Le BIM, une nouvelle manière de construire

– Retour sur la méthode qui a relégué aux archives l’époque des plans papiers

De l’arrivée de l’Informatique dans le bâtiment à la naissance du BIM

Le premier pas sur la route vers le BIM est posé par le Professeur G. Nemetschek qui, en 1963, fonde un bureau d’études entièrement dédié à la conception d’un modèle de bâtiment virtuel. Premier à utiliser l’outil informatique pour la construction, ses recherches étaient initialement destinées à un usage interne.

En 1987, après des années d’expérimentation, son entreprise lance le 1er logiciel de conception 3D : ArchiCad d’Autodesk. Le BIM est né.

Un outil devenu quotidien

Depuis 1987, avec le développement de l’outil informatique, l’utilisation des plans 3D s’est démocratisée jusqu’à devenir incontournable et d’utilisation quotidienne dans les bureaux d’études. Les ordinateurs ont aujourd’hui une puissance permettant une manipulation fluide et intuitive, ce qui a facilité l’acceptation de cette révolution au sein des entreprises.

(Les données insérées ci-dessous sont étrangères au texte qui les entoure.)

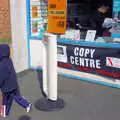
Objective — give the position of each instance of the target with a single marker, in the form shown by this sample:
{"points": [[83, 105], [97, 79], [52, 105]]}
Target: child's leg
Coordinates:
{"points": [[7, 99], [20, 99]]}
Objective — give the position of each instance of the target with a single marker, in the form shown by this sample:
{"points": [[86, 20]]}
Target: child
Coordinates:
{"points": [[8, 83]]}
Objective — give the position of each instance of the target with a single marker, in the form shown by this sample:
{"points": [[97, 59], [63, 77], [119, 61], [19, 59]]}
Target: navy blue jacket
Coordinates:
{"points": [[8, 78]]}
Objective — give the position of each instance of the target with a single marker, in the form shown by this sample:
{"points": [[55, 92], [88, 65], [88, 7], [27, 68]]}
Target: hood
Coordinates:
{"points": [[4, 51]]}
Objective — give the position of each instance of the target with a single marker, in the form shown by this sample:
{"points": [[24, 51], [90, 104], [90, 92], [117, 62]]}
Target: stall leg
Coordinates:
{"points": [[51, 102]]}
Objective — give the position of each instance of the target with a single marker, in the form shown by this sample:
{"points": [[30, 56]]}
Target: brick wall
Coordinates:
{"points": [[5, 29]]}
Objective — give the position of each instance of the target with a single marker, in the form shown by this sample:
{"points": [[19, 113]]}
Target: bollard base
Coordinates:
{"points": [[49, 105]]}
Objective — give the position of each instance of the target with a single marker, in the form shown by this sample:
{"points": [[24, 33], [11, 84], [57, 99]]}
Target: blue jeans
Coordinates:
{"points": [[14, 95]]}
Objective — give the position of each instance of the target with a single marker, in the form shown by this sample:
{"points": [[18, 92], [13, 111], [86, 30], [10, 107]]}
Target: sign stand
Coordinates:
{"points": [[51, 102]]}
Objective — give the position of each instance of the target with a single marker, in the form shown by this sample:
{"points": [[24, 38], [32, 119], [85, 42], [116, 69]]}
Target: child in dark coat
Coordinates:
{"points": [[8, 83]]}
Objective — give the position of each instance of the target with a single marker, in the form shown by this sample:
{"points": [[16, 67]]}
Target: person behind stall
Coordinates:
{"points": [[8, 83], [96, 20]]}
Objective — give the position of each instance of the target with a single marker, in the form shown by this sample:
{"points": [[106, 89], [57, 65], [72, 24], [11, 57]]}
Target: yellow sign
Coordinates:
{"points": [[57, 14]]}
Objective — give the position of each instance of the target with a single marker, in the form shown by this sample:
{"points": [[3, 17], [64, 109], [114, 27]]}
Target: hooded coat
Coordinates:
{"points": [[8, 77]]}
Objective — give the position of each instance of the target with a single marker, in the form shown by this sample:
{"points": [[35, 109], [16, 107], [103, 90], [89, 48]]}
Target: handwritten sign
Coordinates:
{"points": [[57, 10], [5, 29]]}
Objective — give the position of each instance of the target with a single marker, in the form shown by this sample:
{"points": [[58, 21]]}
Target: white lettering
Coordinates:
{"points": [[81, 52], [81, 60], [72, 59], [76, 51], [98, 64], [86, 62], [92, 52], [76, 61], [92, 63], [87, 51]]}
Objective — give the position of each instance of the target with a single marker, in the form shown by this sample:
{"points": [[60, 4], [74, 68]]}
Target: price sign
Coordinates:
{"points": [[57, 10]]}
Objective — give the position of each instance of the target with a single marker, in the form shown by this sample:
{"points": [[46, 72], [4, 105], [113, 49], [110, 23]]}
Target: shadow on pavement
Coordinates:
{"points": [[40, 80], [24, 117]]}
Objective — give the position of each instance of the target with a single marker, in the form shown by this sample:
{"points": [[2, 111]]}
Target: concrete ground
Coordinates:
{"points": [[84, 101]]}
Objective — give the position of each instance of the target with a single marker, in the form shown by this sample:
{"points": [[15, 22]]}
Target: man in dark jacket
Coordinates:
{"points": [[8, 83], [96, 20]]}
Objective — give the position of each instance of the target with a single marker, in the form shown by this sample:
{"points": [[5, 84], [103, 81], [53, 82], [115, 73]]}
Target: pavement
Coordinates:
{"points": [[84, 101]]}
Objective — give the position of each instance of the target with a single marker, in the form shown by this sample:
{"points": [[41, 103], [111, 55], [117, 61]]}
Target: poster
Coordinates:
{"points": [[5, 27], [38, 18], [57, 16], [96, 60]]}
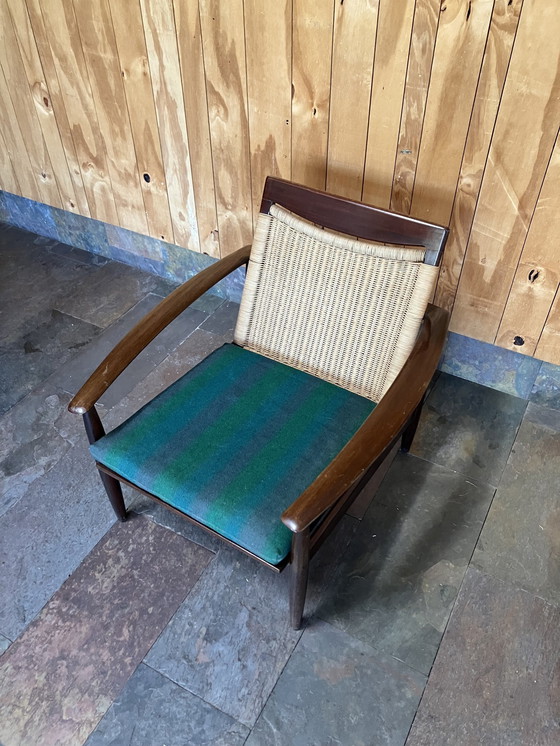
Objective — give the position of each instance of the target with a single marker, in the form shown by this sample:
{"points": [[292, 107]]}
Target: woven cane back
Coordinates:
{"points": [[346, 311]]}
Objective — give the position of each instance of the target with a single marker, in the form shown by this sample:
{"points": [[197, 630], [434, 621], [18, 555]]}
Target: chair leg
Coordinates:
{"points": [[410, 430], [300, 573], [114, 493]]}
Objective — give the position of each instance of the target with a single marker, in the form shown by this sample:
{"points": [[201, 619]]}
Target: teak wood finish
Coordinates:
{"points": [[316, 511]]}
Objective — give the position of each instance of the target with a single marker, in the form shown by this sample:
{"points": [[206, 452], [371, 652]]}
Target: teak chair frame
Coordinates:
{"points": [[315, 513]]}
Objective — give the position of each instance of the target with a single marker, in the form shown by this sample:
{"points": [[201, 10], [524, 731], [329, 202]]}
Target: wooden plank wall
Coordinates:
{"points": [[165, 116]]}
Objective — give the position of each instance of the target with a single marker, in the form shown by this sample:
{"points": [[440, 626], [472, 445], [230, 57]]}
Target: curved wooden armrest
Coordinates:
{"points": [[150, 326], [381, 427]]}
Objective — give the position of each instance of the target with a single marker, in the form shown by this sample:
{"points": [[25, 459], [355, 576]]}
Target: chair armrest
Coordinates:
{"points": [[150, 326], [381, 427]]}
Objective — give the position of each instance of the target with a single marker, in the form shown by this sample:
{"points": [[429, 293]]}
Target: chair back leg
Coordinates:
{"points": [[300, 573], [410, 430], [114, 493], [95, 430]]}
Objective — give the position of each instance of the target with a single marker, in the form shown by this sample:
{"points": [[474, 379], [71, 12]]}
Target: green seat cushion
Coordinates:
{"points": [[234, 442]]}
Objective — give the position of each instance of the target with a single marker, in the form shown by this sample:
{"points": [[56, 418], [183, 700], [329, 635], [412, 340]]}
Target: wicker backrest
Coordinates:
{"points": [[344, 310]]}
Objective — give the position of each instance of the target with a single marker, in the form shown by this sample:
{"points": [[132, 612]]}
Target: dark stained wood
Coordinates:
{"points": [[355, 218], [275, 568], [381, 428], [95, 430], [317, 511], [150, 326], [300, 574]]}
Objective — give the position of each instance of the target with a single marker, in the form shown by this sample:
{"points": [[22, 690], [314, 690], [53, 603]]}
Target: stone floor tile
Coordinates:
{"points": [[40, 281], [45, 343], [45, 536], [223, 320], [337, 690], [151, 709], [496, 679], [468, 428], [397, 581], [209, 303], [144, 506], [498, 368], [546, 390], [230, 640], [34, 434], [520, 541], [58, 679], [543, 416], [77, 255], [114, 289]]}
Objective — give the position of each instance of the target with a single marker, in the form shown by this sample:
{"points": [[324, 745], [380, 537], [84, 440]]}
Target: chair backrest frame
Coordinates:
{"points": [[355, 218]]}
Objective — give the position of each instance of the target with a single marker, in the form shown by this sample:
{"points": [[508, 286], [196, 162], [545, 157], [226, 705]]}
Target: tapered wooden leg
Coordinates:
{"points": [[410, 430], [114, 493], [95, 430], [300, 573]]}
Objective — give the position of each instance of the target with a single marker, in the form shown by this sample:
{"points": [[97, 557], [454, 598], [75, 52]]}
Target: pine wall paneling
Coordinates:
{"points": [[165, 118]]}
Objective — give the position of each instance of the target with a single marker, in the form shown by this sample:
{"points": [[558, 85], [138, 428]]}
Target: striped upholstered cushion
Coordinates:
{"points": [[234, 442]]}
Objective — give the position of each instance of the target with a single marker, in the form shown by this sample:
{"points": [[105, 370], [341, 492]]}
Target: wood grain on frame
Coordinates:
{"points": [[187, 22], [135, 71], [389, 77], [521, 147], [163, 55], [268, 34], [311, 78], [223, 38], [355, 30], [497, 54]]}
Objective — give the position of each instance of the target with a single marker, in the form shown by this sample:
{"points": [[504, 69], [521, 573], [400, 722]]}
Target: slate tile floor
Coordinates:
{"points": [[150, 633]]}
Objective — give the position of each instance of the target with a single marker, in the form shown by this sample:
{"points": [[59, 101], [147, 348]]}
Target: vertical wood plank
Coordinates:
{"points": [[64, 39], [135, 71], [424, 28], [163, 55], [521, 147], [8, 180], [389, 77], [268, 40], [311, 77], [43, 106], [497, 54], [187, 22], [355, 29], [548, 347], [22, 102], [15, 146], [100, 52], [223, 38], [460, 42], [35, 16], [538, 274]]}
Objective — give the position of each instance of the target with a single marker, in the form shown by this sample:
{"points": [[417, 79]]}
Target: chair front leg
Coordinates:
{"points": [[95, 430], [300, 574]]}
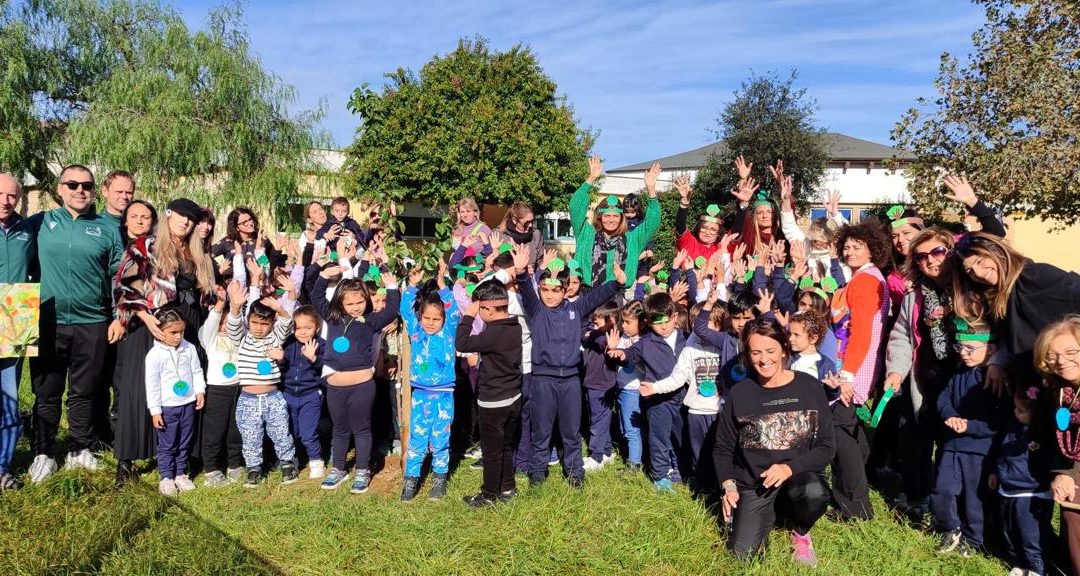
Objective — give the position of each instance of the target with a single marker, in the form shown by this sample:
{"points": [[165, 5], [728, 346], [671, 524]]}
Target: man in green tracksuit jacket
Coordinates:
{"points": [[79, 253], [605, 243]]}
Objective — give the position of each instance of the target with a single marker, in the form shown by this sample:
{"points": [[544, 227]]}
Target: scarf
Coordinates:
{"points": [[603, 248]]}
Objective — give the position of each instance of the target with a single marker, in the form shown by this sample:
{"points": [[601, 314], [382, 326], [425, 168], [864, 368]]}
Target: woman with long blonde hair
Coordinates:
{"points": [[167, 268]]}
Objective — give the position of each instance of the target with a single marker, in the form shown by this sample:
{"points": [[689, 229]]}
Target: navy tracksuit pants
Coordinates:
{"points": [[959, 477], [553, 398], [664, 416]]}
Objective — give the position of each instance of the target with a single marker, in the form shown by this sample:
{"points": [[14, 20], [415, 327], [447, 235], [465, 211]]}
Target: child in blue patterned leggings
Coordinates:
{"points": [[431, 319]]}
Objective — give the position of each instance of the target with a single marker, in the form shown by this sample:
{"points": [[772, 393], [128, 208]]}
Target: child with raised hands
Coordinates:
{"points": [[698, 369], [556, 327], [431, 320], [349, 367], [499, 389], [260, 407], [219, 433], [301, 365], [175, 389], [657, 351]]}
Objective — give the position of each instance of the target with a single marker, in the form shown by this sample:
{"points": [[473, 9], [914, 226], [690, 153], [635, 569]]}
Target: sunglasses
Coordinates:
{"points": [[939, 252], [73, 185]]}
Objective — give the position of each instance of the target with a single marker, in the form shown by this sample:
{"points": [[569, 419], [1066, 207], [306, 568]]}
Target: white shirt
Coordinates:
{"points": [[173, 376]]}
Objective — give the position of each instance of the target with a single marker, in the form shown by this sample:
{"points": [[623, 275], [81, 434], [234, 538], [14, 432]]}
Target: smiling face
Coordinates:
{"points": [[179, 226], [763, 216], [80, 199], [902, 237], [432, 319], [552, 296], [766, 356], [982, 269], [855, 253], [138, 220], [610, 222], [1064, 357], [304, 327], [929, 257]]}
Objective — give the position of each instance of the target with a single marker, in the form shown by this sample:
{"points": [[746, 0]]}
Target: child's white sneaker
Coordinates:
{"points": [[166, 487], [184, 483]]}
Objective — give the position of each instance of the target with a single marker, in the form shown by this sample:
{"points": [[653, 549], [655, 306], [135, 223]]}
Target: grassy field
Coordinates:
{"points": [[78, 523]]}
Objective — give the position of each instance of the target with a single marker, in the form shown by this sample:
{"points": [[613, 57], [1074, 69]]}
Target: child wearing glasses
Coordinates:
{"points": [[175, 389], [971, 414]]}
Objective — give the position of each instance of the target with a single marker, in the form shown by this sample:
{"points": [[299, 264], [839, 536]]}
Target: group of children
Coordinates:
{"points": [[651, 361]]}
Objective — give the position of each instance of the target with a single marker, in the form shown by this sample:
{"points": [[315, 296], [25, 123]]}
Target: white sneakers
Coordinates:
{"points": [[315, 469], [42, 468], [167, 487], [184, 483], [83, 458]]}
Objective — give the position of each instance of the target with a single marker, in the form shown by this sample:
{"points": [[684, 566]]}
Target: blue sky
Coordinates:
{"points": [[649, 77]]}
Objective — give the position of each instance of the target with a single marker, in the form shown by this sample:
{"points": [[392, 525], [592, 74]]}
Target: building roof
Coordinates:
{"points": [[841, 148]]}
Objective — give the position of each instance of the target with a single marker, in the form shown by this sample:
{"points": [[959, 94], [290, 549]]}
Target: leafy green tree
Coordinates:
{"points": [[1008, 116], [768, 119], [474, 122], [126, 84]]}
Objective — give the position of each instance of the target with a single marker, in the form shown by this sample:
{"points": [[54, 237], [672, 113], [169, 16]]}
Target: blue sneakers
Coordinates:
{"points": [[334, 479]]}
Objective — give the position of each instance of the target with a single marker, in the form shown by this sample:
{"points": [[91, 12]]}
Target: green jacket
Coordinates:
{"points": [[79, 259], [584, 236], [18, 251]]}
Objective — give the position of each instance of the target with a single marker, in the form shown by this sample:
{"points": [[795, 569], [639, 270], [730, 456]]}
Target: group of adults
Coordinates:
{"points": [[104, 273]]}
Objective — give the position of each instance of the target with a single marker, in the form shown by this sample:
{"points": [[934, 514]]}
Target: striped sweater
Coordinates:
{"points": [[253, 366]]}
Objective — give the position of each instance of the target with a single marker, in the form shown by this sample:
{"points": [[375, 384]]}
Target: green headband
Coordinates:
{"points": [[711, 214], [612, 206]]}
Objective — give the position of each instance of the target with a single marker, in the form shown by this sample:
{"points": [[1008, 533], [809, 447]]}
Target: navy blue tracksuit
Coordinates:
{"points": [[960, 468], [555, 387], [301, 388], [662, 412]]}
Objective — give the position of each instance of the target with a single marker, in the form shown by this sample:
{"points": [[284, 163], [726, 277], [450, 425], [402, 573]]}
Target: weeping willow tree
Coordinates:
{"points": [[126, 84]]}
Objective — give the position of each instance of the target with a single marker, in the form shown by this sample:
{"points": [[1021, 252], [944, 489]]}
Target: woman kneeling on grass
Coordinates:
{"points": [[773, 441]]}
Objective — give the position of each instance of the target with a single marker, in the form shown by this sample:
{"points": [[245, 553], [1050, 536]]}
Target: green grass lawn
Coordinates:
{"points": [[78, 523]]}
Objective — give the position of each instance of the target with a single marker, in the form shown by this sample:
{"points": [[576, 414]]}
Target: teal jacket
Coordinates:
{"points": [[584, 236], [18, 251], [78, 258]]}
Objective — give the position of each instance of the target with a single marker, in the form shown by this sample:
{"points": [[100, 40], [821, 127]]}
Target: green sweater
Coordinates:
{"points": [[79, 258], [17, 250], [584, 236]]}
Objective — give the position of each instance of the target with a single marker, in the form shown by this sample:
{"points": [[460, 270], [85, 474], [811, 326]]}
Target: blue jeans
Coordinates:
{"points": [[11, 371], [630, 422]]}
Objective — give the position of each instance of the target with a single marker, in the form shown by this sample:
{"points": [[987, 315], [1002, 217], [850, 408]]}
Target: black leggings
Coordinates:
{"points": [[351, 409], [798, 503]]}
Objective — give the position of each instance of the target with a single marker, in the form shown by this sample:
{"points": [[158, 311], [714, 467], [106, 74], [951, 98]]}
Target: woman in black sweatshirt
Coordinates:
{"points": [[773, 441]]}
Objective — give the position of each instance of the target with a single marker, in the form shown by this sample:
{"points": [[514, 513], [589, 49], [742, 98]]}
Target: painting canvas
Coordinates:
{"points": [[18, 319]]}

Cet outil est devenu si indispensable aux professionnels du bâtiment que l’apprentissage de son maniement fait désormais partie intégrante du cursus des élèves ingénieurs en Génie Civil ainsi que des élèves architectes. A l’ESTP notamment, les étudiants sont formés à l’utilisation de ces logiciels souvent complexes tels qu’AutoCAD 3D et Allplan. Si cette compétence permet aux élèves de gagner du temps dans la réalisation de leurs projets étudiants, ce gain est exponentiel dans la vie professionnelle.

Aujourd’hui, le BIM tend à devenir une exigence courante lors des appels d’offres, confirmant son importance grandissante.


Le BIM au-delà des bureaux d’études – perspectives d’avenir

Si le BIM de par les informations techniques qu’il génère sur le bâtiment est un outil ayant transfiguré la manière de concevoir un projet, il s’est détaché de sa contingence statique pour devenir une véritable mine de données en passant du 3D à un 5D intégrant temps et coûts aux contraintes spatiales.

La potentialisation ainsi opérée de ses possibilités a transformé le BIM en base de données librement accessible aux acteurs – nombreux – intervenant sur le projet à chacune de ses étapes. Mettre les informations à disposition de chacun constitue une avancée majeure en ce qu’elle permet de créer un modèle dynamique du bâtiment réduisant les erreurs, évitant la répétition d’une même investigation par des acteurs différents et facilitant leur communication. Des études du CSTB confirment ce potentiel de gestionnaire d’informations sans précédents dans le domaine de la construction.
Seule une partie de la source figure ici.